Poetry by Nnadi Samuel

Art by Sabrina Pastard / startsblue.art

 

 

Praise for the Inner Lining of my Morphing Apparel

 

Some countries give new meaning to dress codes, not only dictating what their citizens wear, but also enforcing strict measures with fines and imprisonment— Fashion Police(s). 

Satin worn past twelve is buttoned satire. 
all that glam spent, unstarching uniform grains. 
low-waist silk & the sagging yarn, both heavy with polymer sweat. 

mother sow cotton by criminal luck, 
practise woolgathering in our distraction. 
her snore: a staunch uprising. 

what language picks offence at a lady  
unwillingly to wear her country to numbness? 

on no occasion has it been me,  
to purchase a fabric unplagued by grief. 
even the bugs rock denims to levitation. 

I— asphalt glory. 
color riot, in ways that puts coffin out of fashion, 
snithe the threading to come clean as shorelines. 
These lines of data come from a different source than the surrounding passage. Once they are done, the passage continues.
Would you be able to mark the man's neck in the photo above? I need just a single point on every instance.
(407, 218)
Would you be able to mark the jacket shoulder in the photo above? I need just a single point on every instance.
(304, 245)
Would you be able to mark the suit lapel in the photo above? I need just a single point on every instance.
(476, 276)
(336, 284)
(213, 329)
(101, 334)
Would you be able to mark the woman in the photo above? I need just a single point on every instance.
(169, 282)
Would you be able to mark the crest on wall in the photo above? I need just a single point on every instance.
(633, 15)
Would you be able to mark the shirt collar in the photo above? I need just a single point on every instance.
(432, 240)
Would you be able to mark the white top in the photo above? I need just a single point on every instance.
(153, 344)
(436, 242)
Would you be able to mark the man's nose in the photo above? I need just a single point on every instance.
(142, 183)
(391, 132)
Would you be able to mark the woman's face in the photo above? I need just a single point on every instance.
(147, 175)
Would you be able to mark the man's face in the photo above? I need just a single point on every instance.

It's a question of what lingerie affords liberty in a different town, 
what vows held us back from the sea this long. 
I lose sparkle, each time I conceive being sentenced to a bristle sackcloth 
all my fragile life. 
my sternum aches for harmful collars, for tough cravats. 
each knit: a riffraff defying strangling. 

behold, my exit dress 
earned with stubborn currency. 

praise for the inner lining, ribboned as a door. 
what oath ordained escape to be one way?

 
 


 
 

Nature knows a little about Slave Trade

 

Troweling gypsum on detached bricks against deadlines, 
Pa's sandbathed yell finds me leaping across fence to where the sound catches. 

until now, it takes no cement cheek of his, 
kidney stone and saliva to blare my concrete noun: 
a rowdy belch of alphabet plastering his pewed gums 
like mouth slaves dodging the bleeding rule to consonant cluster. 

each row, giving a soothing round of a tongue on soaked fonts. 
the ache stretches, as wound glorifies an hour. 

atop the scaffold, all muscle flex from him commands a harsh paste. 
they grieve. it's obvious, on my jaded lip, 
the howness of skin, they filter through pores: bright napalms. 

at final touch, Pa lamps his way towards a small stream to rid them off his lush beards. 
the coarseness of it, vulgar than neon. 

the next hour speaks us into a distant town, 
as dusk came, repatching every leakage of light. 
such thoughtful blindness fat-fingering nocturne on our shadows. 

memories haunt the glassless frame. 
I peer at it long enough to sculpt Pa towelling the piled bricks. 
each whack, a violence rummaging where beauty would later touch. 
the not enough-ness of dust, surrounding us like cruel jinns. 
we sort our residence from the blind alley— ankle-red and intimate with cramp, 
as neon sky leaks raw portions of light. 

Pa deadens the last bit of civilization from his walkie-talkie, 
& twiced his walk steps. 
the motioned calm, swaying the grasses. 

a decorum next to slavery—  
It demands your negro hands.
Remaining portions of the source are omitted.